SF homicide victim identified through John Wayne Gacy cold case investigation

On a June afternoon in 1979, two 11-year-old boys were with a dog at Ocean Beach.

Whatever the tone of that Tuesday at the shore had been, it changed when the dog started digging in the sand and uncovered the nearly nude corpse of a young man.

He had been shot three times in the chest the police discovered, but efforts to solve the crime soon languished and the case went unsolved.

Thirty six years later the body has been identified because of an ongoing attempt by Chicago’s sheriff to identify the victims of a serial killer.

The unknown victim of that 1979 homicide has been identified as a 16-year-old runaway, according to the Cook County Sheriff’s Office, who said the discovery came from their efforts to solve a handful of murders by executed serial killer John Wayne Gacy.

Andre Drath was a 16-year-old ward of the state of Illinois in late 1978 or early 1979 when he was last seen by his sister before leaving for San Francisco.

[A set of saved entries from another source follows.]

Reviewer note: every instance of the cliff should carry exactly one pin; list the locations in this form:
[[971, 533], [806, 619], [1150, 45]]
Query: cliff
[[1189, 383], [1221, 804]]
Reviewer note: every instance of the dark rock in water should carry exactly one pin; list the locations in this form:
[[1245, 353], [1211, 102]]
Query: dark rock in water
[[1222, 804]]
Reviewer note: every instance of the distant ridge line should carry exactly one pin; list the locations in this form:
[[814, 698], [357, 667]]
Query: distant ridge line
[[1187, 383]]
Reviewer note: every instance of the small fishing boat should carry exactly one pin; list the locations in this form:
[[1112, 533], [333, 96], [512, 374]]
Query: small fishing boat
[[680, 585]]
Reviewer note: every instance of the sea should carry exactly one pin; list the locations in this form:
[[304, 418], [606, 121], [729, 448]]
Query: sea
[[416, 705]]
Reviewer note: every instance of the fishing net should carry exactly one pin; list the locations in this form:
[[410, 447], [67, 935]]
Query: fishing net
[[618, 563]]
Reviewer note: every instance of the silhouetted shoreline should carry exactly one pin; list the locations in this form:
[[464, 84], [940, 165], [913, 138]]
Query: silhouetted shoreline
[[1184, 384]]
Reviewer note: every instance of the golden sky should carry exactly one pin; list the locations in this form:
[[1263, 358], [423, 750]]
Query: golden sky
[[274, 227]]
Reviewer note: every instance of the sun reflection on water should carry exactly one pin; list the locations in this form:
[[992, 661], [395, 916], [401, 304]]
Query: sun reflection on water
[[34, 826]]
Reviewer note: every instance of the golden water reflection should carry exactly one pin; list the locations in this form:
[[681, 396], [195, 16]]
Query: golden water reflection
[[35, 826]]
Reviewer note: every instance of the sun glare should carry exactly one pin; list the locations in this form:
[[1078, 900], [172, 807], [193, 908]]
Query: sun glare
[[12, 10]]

In June of 1979 San Francisco police found the body of a then-unidentified 16-year-old male with multiple gunshot wounds. The case went unsolved — and the killer has yet to be caught — but The City’s Medical Examiner’s Office preserved the victim’s tissue.

The Cook County Sheriff’s Office in 2011 reopened the closed cases of eight Gacy victims and made a national request for DNA and information from people whose family members had gone missing in the 1970s in hope of identifying unknown victims.

“As a young white male from the North Side of Chicago who went missing during that time period, Andy Drath fit a profile similar to many of Gacy’s known victims,” noted the Cook County Sheriff’s Office statement on the case. “Recognizing this, Dr. Willa Wertheimer – Andy Drath’s maternal half-sister – reached out to Sheriff [Thomas] Dart’s investigators and submitted her DNA.”

There was no link found between Drath and the Gacy victims, but the sheriff’s office uploaded the DNA sample from Drath’s half sister to a federal DNA database to see if it matched any missing persons. Then in May a match came back. Upon further investigation, the sheriff’s office verified that the homicide victim from San Francisco was in fact Drath.

Wertheimer was informed of her brother’s identification Sept. 10.

“You should never lose hope in finding your loved one. He could still be living, or at least your heart can know the peace of bringing him home,” said Wertheimer in the sheriff’s statement. “I urge all families of missing persons to submit your DNA to the national missing persons database. Thankfully I did, and as a result John Doe #89 now will come home to his kid sister, with his own name – Andy.”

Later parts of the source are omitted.